First, without event level data or similar measures of more recent substance use (e.g., past month) between surveys we are unable to differentiate between current, past, and ever (i.e., experimental) users or derive accurate assessments of quantity of use. Second, as this was a secondary analysis of existing data, the parameters used to define age, sex, and race/ethnicity may not represent developmentally or culturally meaningful subgroups. Third, use of the suppression criteria for NSDUH estimates resulted in few estimates for the “Other” race category. Future surveys should attempt to consistently oversample minority populations to obtain substance use prevalence for traditionally underrepresented minority groups, and include items on immigrant and generational status. Fourth, these samples represent the general, non-institutionalized U.S. population and cannot be used to derive estimates for incarcerated persons or active duty military personnel although these groups may be at-risk for substance use behavior and require special attention (Albright et al. 2019; Newbury-Birch et al. 2018). Fifth, we excluded data from participants ages 12–17 collected as part of the NSDUH survey as there was no comparison group from the NESARC study. Given the recent public health concern around escalating e-cigarette use in this age group (Berry et al. 2019; Soneji et al. 2017), and unique characteristics that contribute to substance use initiation and escalation in this developmental period (Brook et al. 2016; Grigsby et al. 2016; Soneji et al. 2017) there is a need to integrate adolescent substance use—and general health—behaviors into all existing nationally representative surveillance surveys.

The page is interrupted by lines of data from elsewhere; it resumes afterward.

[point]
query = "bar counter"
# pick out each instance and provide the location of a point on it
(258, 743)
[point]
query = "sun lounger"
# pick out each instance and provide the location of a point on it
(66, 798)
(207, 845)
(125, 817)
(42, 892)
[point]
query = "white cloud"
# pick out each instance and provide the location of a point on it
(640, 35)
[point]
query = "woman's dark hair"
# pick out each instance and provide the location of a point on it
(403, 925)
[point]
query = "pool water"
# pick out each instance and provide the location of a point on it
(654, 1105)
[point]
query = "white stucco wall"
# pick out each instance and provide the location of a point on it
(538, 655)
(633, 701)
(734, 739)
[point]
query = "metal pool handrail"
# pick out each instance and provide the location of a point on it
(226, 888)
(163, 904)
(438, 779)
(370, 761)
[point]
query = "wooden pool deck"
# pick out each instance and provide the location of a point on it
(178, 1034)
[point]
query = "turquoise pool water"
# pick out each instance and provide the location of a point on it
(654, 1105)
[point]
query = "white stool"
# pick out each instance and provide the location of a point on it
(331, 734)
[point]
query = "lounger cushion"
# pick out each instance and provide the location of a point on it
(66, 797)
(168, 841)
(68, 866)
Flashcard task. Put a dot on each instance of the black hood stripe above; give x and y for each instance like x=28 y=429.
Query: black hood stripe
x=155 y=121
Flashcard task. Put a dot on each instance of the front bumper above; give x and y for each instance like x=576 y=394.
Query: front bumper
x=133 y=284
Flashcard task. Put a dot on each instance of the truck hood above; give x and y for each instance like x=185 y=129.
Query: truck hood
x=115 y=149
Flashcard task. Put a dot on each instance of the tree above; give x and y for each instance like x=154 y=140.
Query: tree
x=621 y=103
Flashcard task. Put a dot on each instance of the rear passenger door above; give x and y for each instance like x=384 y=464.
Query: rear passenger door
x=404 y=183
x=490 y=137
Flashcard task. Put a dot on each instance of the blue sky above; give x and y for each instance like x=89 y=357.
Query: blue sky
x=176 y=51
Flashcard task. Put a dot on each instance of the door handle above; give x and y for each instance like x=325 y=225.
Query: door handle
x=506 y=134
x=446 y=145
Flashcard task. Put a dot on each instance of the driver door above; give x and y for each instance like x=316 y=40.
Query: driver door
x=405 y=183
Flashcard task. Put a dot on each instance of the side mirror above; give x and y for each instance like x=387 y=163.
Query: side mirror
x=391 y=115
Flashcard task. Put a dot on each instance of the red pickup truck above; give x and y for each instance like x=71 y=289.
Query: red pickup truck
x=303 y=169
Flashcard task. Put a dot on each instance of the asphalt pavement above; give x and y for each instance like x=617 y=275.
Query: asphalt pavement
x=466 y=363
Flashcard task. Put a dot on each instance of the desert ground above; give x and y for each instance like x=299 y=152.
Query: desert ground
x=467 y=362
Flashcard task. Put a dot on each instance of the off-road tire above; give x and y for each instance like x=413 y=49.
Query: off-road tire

Health professionals and researchers should be cautious in using the NSDUH and NESARC surveys to derive point estimates of substance use prevalence in the general population or by demographic characteristics such as race/ethnicity, age, and biological sex. If prevalence estimates are derived from these surveys, confidence intervals should be presented and estimates from two or more surveys should be used to present the potential variability that exists in estimating the true prevalence of any substance use behavior. Given that patterns of substance use prevalence were similar across surveys, conclusions regarding differences in substance use between groups (i.e., that subpopulations have higher or lower rates of substance use relative to others) can still be presented with relative confidence. Population health surveillance tools like the NSDUH and NESARC surveys remain valuable assets in tracking the health and well-being of the U.S. population, and with further refinement they can serve an invaluable role in tackling the ongoing addiction crisis and assist public health professionals in identifying potentially harmful trends that warrant a proactive response to maximize the public health impact of preventive interventions.